Von Frank J. Heinemann | 29.08.2004
    Es war einmal: eine Buchgemeinschaft als Überzeugungsgemeinschaft - die Büchergilde Gutenberg. Ein Mitarbeiter, einst Druckerei-Lehrling, erinnerte sich. Nachzulesen im Jubiläumsheft der Gilde 1999. Die Zeit der "Überzeugungstäter" war da lange vorbei, die Verbindung zur Arbeiterbewegung gerade gekappt. Bei den Gewerkschaften hatten die Buchhalter über die Bücher gesiegt: Man hatte den lästigen Zuschussbetrieb einigen Großverlagen angeboten, und als sie ablehnten gestattete man 1998 den "Management-Buyout". Vier leitende Mitarbeiter übernahmen, ohne sich zu übernehmen. Das Experiment gelang allerdings nur, weil man mit einem wesentlichen Teil der Tradition endgültig brach. Geschäftsführer Mario Früh beschreibt heute den Bruch im Branchenblatt Buchreport so:

    Wir sehen uns noch immer als Institution, die sich für Buchkunst und Buchhandwerk einsetzt. Insofern sind wir bei unseren Wurzeln geblieben. Der Anspruch aber, die Arbeiter mit Büchern zu versorgen und zu bilden, ist verloren gegangen. Heute haben wir eine ganz andere Klientel. Es sind vor allem sehr gut ausgebildete Menschen, oft Akademiker. Sie sind zwischen 30 und 50 Jahre alt und wohnen hauptsächlich in Großstädten.
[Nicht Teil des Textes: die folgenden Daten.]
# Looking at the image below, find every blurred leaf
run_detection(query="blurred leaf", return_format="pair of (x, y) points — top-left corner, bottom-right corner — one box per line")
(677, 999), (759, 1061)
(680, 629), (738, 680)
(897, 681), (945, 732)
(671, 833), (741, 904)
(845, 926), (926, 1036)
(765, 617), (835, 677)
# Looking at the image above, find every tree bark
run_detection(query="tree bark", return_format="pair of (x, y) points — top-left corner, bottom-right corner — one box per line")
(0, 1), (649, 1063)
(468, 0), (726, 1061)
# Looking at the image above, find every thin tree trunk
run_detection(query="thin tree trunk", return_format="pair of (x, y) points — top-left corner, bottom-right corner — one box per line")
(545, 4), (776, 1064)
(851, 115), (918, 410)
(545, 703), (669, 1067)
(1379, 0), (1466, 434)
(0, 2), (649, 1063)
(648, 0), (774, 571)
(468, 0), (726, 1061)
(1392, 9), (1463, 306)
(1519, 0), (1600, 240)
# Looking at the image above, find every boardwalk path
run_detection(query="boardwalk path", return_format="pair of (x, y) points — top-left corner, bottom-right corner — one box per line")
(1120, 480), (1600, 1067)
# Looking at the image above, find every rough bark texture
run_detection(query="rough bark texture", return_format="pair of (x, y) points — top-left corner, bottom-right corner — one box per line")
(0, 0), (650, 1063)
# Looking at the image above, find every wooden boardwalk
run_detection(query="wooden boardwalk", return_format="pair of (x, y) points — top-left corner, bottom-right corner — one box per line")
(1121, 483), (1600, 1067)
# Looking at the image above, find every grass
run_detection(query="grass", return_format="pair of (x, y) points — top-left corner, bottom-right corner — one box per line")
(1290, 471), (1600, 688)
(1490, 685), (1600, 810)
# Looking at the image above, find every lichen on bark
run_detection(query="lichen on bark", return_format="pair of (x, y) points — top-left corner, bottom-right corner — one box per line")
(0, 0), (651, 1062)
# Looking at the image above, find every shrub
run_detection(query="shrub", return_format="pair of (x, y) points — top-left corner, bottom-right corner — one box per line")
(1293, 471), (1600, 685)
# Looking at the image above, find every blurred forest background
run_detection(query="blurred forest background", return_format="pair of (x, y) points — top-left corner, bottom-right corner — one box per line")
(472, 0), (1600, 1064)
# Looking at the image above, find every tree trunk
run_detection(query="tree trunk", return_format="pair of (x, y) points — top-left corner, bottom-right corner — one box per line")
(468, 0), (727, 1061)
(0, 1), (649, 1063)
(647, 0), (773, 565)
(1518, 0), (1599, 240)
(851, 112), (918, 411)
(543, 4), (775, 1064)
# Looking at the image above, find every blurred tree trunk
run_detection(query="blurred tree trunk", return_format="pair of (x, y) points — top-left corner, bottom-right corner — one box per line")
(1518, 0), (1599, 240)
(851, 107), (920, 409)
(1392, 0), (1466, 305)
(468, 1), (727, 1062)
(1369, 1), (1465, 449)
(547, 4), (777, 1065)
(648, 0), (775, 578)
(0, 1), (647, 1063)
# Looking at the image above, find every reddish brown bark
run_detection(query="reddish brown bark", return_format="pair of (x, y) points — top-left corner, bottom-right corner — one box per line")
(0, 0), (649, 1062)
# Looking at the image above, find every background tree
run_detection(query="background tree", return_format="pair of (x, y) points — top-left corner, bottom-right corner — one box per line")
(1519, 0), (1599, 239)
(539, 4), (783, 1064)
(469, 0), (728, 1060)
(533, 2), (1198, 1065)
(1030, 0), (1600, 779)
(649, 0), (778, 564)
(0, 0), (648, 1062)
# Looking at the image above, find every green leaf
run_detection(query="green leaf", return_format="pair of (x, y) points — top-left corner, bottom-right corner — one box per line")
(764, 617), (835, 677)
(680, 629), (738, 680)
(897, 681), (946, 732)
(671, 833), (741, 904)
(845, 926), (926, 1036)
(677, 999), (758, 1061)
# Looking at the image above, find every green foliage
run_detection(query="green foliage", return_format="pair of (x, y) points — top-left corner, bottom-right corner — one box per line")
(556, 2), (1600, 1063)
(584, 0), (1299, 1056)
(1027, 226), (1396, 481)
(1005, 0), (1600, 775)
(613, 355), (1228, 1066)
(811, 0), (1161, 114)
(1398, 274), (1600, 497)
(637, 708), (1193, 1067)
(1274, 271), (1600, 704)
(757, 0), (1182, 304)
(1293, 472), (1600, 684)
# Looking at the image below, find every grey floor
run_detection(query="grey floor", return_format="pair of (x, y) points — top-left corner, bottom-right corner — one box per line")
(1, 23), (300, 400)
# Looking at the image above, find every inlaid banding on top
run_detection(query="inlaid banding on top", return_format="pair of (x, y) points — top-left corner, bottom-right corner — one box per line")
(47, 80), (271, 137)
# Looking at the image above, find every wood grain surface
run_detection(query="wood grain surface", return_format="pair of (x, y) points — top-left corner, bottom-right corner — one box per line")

    Die Wurzeln reichen 80 Jahre zurück. 29. August 1924: Im "Volksbildungshaus" in Leipzig wird von Druckern unter Führung des Gewerkschafters Bruno Dressler die Büchergilde Gutenberg gegründet. Eine proletarische Kulturtat: Schöne Bücher, in Eigenverantwortung produziert, dank kleiner Preise für Arbeiter zugänglich, eine Institution der Arbeiterbildung und ein Forum der Gesellschaftskritik. 1933 war es vorbei, SA marschierte in die Geschäftsräume in Berlin, der Leiter, Bruno Dressler, wurde verhaftet, die Gilde in die "Arbeitsfront" überführt. 1934 emigrierte Dressler in die Schweiz, wo er die Arbeit in kleinerem Rahmen fortsetzte. Schon 1947 gelang die Neugründung als gewerkschaftseigene Buchgemeinschaft in Frankfurt, die unter Leitung des Gründersohns Helmut Dressler immerhin 300.000 Mitglieder erreichte. 1974 starb Dressler und die Büchergilde feierte 50. Geburtstag. Es knisterte da schon bedenklich im Traditionsgebälk der Gewerkschaftsbewegung, nicht zuletzt bei den von der elektronischen Revolution bedrohten Druckern. Doch der Festredner Günter Grass beschwor noch einmal das alte Ideal des "lesenden Arbeiters":

    Von den Arbeiterbildungsvereinen unter der Devise "Wissen ist Macht" bis zur Gründung und Praxis der Büchergilde Gutenberg reicht diese Tradition. Ohne sie hätte sich kein August Bebel zu seinem besonderen Format entwickeln können. Für die Mehrheit der Arbeiter und Angestellten ist die frühe Tradition des lesenden Arbeiters, weil radikal abgebrochen, kaum erinnerlich: Großvater las noch. Hier beginnt das Versäumnis der bundesdeutschen Gewerkschaften.

    Aber 1974 war es schon zu spät, Versäumtes nachzuholen. Die Buchclubs waren fest in der Hand der Großen: Die Konzerne Bertelsmann und Holtzbrinck teilten sich diesen "zweiten Buchmarkt". Ihre Clubmitglieder zählten nach Millionen. Die Gewerkschaften waren unfähig, die Kontakte zu ihrer Millionenmitgliedschaft zu nutzen, um die kleine Gilde wachsen zu lassen. Ihre Geschichte spiegelt die allgemeine Misere gewerkschaftlicher Kulturpolitik. Was nach 80 Jahren bleibt, ist ein Nischenunternehmen - klein aber fein:

    Als Fels in der Brandung zwischen Großkonzernen macht die Büchergilde weiterhin Bücher, wie Bruno Dressler es 1924 forderte: nur das Beste vom Besten. Über 150 Auszeichnungen der Stiftung Buchkunst für "die schönsten deutschen Bücher" bestätigen dies wieder und wieder - und es ist kein Ende abzusehen,

    verkündet das jüngste Gilde-Magazin den 110.000 Mitgliedern. Der Quasi-Monopolist Bertelsmann hat vier Millionen. Was Günter Grass 1974 sagte, klingt herüber wie aus sehr fernen Zeiten:

    Wer liest, lebt vielschichtiger und wie in aufgehobener Zeit. Eine Gesellschaft jedoch, deren größte, doch allgemein benachteiligte Gruppe, nicht liest, wird von ihren Grundlagen nichts erfahren können. Es könnte eine Zeit kommen, in der es über solche Gesellschaft nur noch Befunde der Barbarei zu lesen gäbe.

    Den Mut der Davids von der Büchergilde kann man nur bewundern.